Commanders and leaders
- Khusrau Khan Ghazi Kamil Tamar: Prataparudra Diwar Mehta
- Casualties and losses: Prataparudra surrendered over 100 elephants, 12,000 horses, and treasures to the invaders

= Siege of Warangal (1318) =

1318 siege by Delhi Sultanate

In 1318, the Delhi Sultanate ruler Qutbuddin Mubarak Shah sent an army to subjugate the Kakatiya ruler Prataparudra who had stopped making tribute payments to Delhi. The invading army, led by Khusrau Khan and other generals, besieged the Kakatiya capital Warangal. Prataparudra negotiated a truce after a brief siege, agreeing to resume payment of tribute to Delhi.

== Background ==

The Kakatiya kingdom, with its capital at Warangal, had been subdued by the forces of Qutbuddin's father Alauddin Khalji in 1310. However, the Kakatiya ruler Prataparudra had stopped making tribute payments to Delhi. Therefore, Mubarak Shah sent an army to subjugate him. The army was led by Khusrau Khan, Khwaja Haji (who had served as Alauddin's minister of war), and Malik Qutlugh (amir-i shikar).

== The siege ==

After reaching the vicinity of Warangal, Khusrau Khan surveyed the city from the Hanamkonda hill. His initial attack forced the defending garrison to retreat inside the Warangal Fort. The invaders then besieged the fort, and set fire to the fort's gate. The fire seems to have failed to achieve the desired results, as the invaders next pitched their tents around the fort. The Delhi army deployed highly advanced military technology by contemporary standards, including several siege engines.

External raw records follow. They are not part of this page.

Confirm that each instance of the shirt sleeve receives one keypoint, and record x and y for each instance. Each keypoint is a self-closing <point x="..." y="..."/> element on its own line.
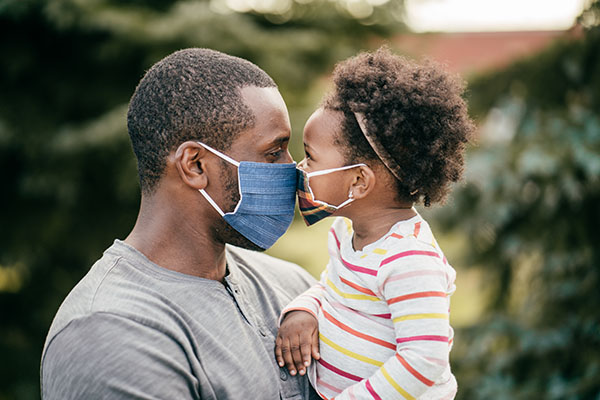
<point x="310" y="300"/>
<point x="415" y="287"/>
<point x="109" y="356"/>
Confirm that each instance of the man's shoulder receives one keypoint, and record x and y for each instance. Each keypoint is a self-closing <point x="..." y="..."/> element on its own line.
<point x="99" y="355"/>
<point x="276" y="271"/>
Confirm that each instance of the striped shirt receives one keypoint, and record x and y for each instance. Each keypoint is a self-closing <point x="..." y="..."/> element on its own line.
<point x="383" y="316"/>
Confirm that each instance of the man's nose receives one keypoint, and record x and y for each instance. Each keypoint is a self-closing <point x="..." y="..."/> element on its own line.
<point x="288" y="157"/>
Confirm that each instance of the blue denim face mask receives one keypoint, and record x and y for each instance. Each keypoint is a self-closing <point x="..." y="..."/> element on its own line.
<point x="267" y="199"/>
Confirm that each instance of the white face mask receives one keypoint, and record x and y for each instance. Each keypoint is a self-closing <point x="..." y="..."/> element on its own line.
<point x="314" y="210"/>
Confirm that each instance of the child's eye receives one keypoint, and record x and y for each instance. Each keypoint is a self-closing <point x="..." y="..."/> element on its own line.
<point x="275" y="154"/>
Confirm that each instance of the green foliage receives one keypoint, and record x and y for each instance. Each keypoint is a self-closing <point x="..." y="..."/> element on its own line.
<point x="530" y="207"/>
<point x="69" y="183"/>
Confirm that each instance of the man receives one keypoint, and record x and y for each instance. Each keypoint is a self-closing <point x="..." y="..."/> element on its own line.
<point x="172" y="312"/>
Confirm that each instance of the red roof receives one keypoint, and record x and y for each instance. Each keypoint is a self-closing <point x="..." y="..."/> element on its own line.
<point x="471" y="52"/>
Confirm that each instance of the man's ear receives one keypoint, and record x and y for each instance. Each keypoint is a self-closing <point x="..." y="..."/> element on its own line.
<point x="363" y="182"/>
<point x="192" y="164"/>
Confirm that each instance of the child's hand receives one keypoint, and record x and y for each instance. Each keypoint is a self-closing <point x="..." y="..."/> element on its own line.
<point x="297" y="339"/>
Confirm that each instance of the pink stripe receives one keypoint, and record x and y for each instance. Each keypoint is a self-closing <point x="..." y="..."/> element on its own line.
<point x="370" y="389"/>
<point x="351" y="393"/>
<point x="320" y="382"/>
<point x="423" y="337"/>
<point x="411" y="274"/>
<point x="409" y="253"/>
<point x="335" y="237"/>
<point x="355" y="313"/>
<point x="386" y="316"/>
<point x="437" y="361"/>
<point x="358" y="269"/>
<point x="339" y="371"/>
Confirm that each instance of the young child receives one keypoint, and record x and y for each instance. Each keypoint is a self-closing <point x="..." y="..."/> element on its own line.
<point x="391" y="134"/>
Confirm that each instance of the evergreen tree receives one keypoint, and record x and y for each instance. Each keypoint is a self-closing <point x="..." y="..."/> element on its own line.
<point x="530" y="208"/>
<point x="69" y="181"/>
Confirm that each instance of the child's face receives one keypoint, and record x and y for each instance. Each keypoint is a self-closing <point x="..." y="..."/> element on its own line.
<point x="322" y="152"/>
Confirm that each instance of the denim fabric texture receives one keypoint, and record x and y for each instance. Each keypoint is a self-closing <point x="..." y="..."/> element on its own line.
<point x="268" y="197"/>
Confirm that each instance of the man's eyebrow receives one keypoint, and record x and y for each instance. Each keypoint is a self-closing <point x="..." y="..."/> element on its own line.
<point x="281" y="139"/>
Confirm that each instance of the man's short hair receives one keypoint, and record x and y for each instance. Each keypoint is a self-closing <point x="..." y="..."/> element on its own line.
<point x="192" y="94"/>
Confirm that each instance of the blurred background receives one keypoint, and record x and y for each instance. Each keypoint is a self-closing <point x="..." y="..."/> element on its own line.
<point x="521" y="230"/>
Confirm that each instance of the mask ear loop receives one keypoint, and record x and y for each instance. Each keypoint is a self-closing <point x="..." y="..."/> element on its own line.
<point x="327" y="171"/>
<point x="219" y="154"/>
<point x="226" y="158"/>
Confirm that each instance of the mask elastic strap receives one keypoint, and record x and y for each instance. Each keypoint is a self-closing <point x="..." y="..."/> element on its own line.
<point x="212" y="202"/>
<point x="345" y="203"/>
<point x="219" y="154"/>
<point x="327" y="171"/>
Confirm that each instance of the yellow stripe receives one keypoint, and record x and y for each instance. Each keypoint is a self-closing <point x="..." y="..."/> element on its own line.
<point x="395" y="385"/>
<point x="351" y="296"/>
<point x="348" y="225"/>
<point x="350" y="353"/>
<point x="421" y="316"/>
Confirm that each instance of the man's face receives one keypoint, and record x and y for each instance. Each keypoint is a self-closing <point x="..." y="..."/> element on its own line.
<point x="266" y="142"/>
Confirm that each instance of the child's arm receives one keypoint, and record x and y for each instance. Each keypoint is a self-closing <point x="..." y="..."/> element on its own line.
<point x="298" y="336"/>
<point x="415" y="287"/>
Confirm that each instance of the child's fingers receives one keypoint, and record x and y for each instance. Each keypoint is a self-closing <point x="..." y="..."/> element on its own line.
<point x="315" y="345"/>
<point x="286" y="352"/>
<point x="305" y="351"/>
<point x="278" y="354"/>
<point x="297" y="355"/>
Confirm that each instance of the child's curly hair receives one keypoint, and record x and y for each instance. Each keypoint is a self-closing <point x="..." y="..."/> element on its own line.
<point x="414" y="110"/>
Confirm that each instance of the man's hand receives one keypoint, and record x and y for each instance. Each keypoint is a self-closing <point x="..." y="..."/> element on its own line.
<point x="297" y="340"/>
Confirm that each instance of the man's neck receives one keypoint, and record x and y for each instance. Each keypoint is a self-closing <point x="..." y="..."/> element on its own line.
<point x="172" y="241"/>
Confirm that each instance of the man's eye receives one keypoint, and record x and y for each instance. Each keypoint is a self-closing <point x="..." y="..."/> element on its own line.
<point x="276" y="154"/>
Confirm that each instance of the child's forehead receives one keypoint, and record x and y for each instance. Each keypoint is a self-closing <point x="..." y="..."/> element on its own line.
<point x="323" y="124"/>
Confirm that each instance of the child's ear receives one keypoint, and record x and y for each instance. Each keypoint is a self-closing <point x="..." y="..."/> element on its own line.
<point x="363" y="183"/>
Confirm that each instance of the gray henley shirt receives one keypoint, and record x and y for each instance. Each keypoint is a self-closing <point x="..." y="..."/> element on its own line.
<point x="131" y="329"/>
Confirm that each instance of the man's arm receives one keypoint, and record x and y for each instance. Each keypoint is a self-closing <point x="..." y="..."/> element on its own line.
<point x="109" y="356"/>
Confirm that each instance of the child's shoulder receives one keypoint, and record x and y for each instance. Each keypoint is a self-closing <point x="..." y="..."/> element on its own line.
<point x="412" y="233"/>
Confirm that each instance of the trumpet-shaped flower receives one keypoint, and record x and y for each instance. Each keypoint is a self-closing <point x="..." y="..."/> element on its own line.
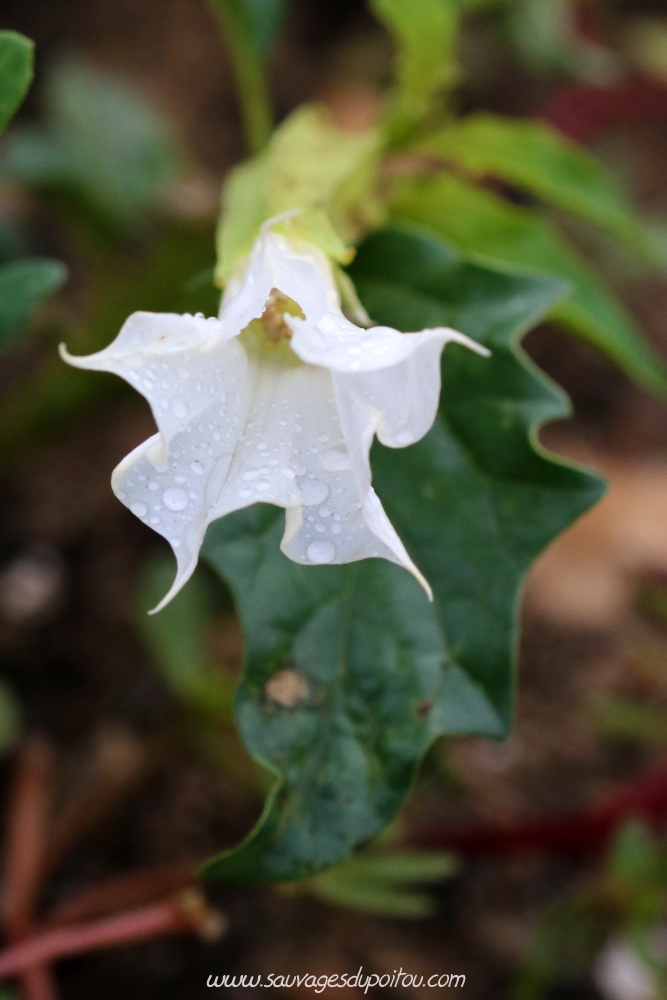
<point x="276" y="401"/>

At night, Prataparudra's general Diwar Mehta launched an attack on the Delhi camp. However, the attack was repulsed by Ghazi Kamil (governor of Awadh) and Tamar (governor of Chanderi). The Delhi soldiers then climbed up to a tower of the outer fort wall, and captured Prataparudra's minister Anil Mehta in a skirmish. Khusrau Khan spared the captive's life. During the first half of the next day, the invaders captured the outer mud-fort. The invaders then decided to construct a pasheb under the supervision of Malik Ambar and Shihab Arb. At this time, Prataparudra sent his messengers to negotiate peace.

== Prataparudra's surrender ==

As part of the truce negotiations, Prataparudra surrendered over 100 elephants, 12,000 horses, and treasures to the invaders. Khusrau Khan also demanded an annual tribute payment of 60 gold bricks and cessation of five districts (Badarkot, Kailas, Basudan, Elor, and Kobar) from Prataparudra. After negotiations, this demand was reduced to 40 gold bricks and cessation of Badarkot. As a sign of Prataparudra's surrender, the canopy (chatr), baton (durbash), and banner given to him by Alauddin were taken back, and brought back as a gift from Mubarak Shah. Prataparudra paid obeisance to the royal canopy from the ramparts of his fort on three successive mornings.

After subduing the Kakatiyas, Khusrau Khan marched to Ellora near Daulatabad Fort, where Mubarak Shah had been residing for a month. The rest of the army joined him on the banks of the Narmada River on his way back to Delhi.